Director: John Cameron Mitchell
A child becomes an orphan when his parents die. But what about a parent who just lost his child? Rabbit Hole touches on the subject, the unhappiness and the feeling of not knowing what to do next. I think if one is familiar with the subject, or knew people who have experienced the same fate, one would have expected it to be a film filled with emotion, that the outbursts themselves can relay what these people with experiences have felt. Rabbit Hole may have not given its extent in the area, but has provided much more. It's not a film that will emotionally drain a person, but it gives enough to trigger something in you.
Becca and Howie are a married couple who lost their son Danny in a car accident 8 months ago. The film sets immediately to the months after the accident, with the couple still trying to pick up their lives together. They, however, chose to cope with their situation separately. Becca became emotionally closed, and was ignoring everything, trying to go through her life as normally as possible. It came to a point that she stroke a friendship with the teenager that was part of the accident. Howie, on the other hand, was rather vocal about it, and while he keeps his demeanor, he has other means of griefing, particularly whenever he watches a video of his son.
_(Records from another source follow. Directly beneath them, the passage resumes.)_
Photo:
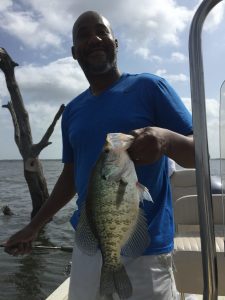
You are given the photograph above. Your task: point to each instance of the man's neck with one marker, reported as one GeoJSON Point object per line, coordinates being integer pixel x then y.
{"type": "Point", "coordinates": [100, 83]}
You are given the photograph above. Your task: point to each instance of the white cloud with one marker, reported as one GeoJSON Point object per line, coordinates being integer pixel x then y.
{"type": "Point", "coordinates": [178, 57]}
{"type": "Point", "coordinates": [143, 52]}
{"type": "Point", "coordinates": [215, 17]}
{"type": "Point", "coordinates": [4, 4]}
{"type": "Point", "coordinates": [39, 24]}
{"type": "Point", "coordinates": [212, 116]}
{"type": "Point", "coordinates": [172, 77]}
{"type": "Point", "coordinates": [57, 82]}
{"type": "Point", "coordinates": [28, 29]}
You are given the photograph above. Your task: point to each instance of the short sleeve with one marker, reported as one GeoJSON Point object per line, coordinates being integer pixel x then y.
{"type": "Point", "coordinates": [67, 151]}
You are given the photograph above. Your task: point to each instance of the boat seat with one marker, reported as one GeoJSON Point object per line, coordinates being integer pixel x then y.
{"type": "Point", "coordinates": [187, 255]}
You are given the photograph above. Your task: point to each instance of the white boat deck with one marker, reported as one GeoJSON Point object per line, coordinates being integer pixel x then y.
{"type": "Point", "coordinates": [61, 293]}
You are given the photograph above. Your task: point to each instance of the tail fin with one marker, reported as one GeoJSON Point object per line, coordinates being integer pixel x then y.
{"type": "Point", "coordinates": [115, 281]}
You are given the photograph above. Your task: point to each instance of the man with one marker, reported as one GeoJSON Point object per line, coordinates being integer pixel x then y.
{"type": "Point", "coordinates": [144, 105]}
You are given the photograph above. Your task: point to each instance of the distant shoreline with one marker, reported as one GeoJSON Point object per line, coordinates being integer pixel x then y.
{"type": "Point", "coordinates": [41, 159]}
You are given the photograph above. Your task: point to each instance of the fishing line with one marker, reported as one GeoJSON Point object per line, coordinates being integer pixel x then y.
{"type": "Point", "coordinates": [42, 247]}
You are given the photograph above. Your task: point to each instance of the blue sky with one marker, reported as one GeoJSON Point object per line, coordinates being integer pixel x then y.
{"type": "Point", "coordinates": [152, 35]}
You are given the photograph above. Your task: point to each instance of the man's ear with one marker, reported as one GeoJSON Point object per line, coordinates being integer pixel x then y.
{"type": "Point", "coordinates": [73, 50]}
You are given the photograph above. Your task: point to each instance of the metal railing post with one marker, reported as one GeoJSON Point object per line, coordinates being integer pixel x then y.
{"type": "Point", "coordinates": [209, 260]}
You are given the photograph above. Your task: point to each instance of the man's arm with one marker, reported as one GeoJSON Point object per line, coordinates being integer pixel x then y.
{"type": "Point", "coordinates": [63, 192]}
{"type": "Point", "coordinates": [152, 142]}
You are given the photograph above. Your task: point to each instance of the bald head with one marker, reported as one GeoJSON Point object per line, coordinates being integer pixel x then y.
{"type": "Point", "coordinates": [82, 19]}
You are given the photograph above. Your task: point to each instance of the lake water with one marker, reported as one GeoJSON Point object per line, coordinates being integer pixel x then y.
{"type": "Point", "coordinates": [35, 276]}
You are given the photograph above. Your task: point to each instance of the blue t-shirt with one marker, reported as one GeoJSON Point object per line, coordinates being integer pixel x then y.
{"type": "Point", "coordinates": [132, 102]}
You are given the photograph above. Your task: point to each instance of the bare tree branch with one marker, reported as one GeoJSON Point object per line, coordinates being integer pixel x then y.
{"type": "Point", "coordinates": [33, 171]}
{"type": "Point", "coordinates": [37, 148]}
{"type": "Point", "coordinates": [15, 123]}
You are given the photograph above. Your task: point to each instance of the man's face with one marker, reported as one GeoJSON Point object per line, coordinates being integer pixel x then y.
{"type": "Point", "coordinates": [94, 45]}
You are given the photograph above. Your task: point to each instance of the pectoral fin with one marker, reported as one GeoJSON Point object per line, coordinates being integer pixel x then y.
{"type": "Point", "coordinates": [144, 192]}
{"type": "Point", "coordinates": [84, 236]}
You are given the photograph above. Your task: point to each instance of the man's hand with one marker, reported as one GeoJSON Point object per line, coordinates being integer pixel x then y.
{"type": "Point", "coordinates": [149, 145]}
{"type": "Point", "coordinates": [21, 242]}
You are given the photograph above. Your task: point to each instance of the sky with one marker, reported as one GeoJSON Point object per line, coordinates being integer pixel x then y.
{"type": "Point", "coordinates": [152, 36]}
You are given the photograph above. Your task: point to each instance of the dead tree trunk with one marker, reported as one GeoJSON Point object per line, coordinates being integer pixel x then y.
{"type": "Point", "coordinates": [23, 136]}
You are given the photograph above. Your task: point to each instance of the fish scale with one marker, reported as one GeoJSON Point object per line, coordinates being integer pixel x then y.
{"type": "Point", "coordinates": [111, 219]}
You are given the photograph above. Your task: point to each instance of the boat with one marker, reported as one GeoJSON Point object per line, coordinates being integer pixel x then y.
{"type": "Point", "coordinates": [198, 200]}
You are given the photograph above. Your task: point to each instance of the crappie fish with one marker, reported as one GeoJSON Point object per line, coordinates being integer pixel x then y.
{"type": "Point", "coordinates": [111, 219]}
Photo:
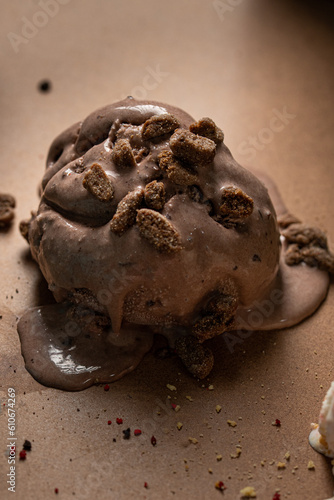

Nicole Kidman and Aaron Eckhart gave good performances as the married couple. While everything seems to be peachy on the surface, their real thoughts and feelings emerge at the intimate moments of their day: when they're done with work or simply at home, in their car, moments that do not require them to have other responsibilities but to their selves. They have people who are trying to help them, but they later figure out that coping with their loss has to be done together. The defining moments of the film were not their fights, but rather their breakdowns, particularly Nicole Kidman's. Her sobbing uncontrollably was a defining moment in her character, not only because she was able to grieve well, but because she had opened to the reality that her son was gone, and she has to be strong.
I expected the film to be emotionally draining, to be filled with outbursts and lots of crying. It wasn't, but it triggered empathy towards Howie and Becca. I think it worked in their favor that the film wasn't all crying. It gave the reality that we don't know how they truly feel, even if there are people in the same situation as them. Becca and Howie could just spit word after word, and we won't understand what they're going through. This is what makes their breakdown scenes defining; it opens them to vulnerability, and later on, to take things one at a time together.
The subject may be sensitive to others, but the way it was written treated us to a lighter fare with a heavy story. It wasn't the situation, or the fighting, or the adjusting that became revealing to the film. Rather, it was the vulnerability of the characters, and being able to pick up pieces after.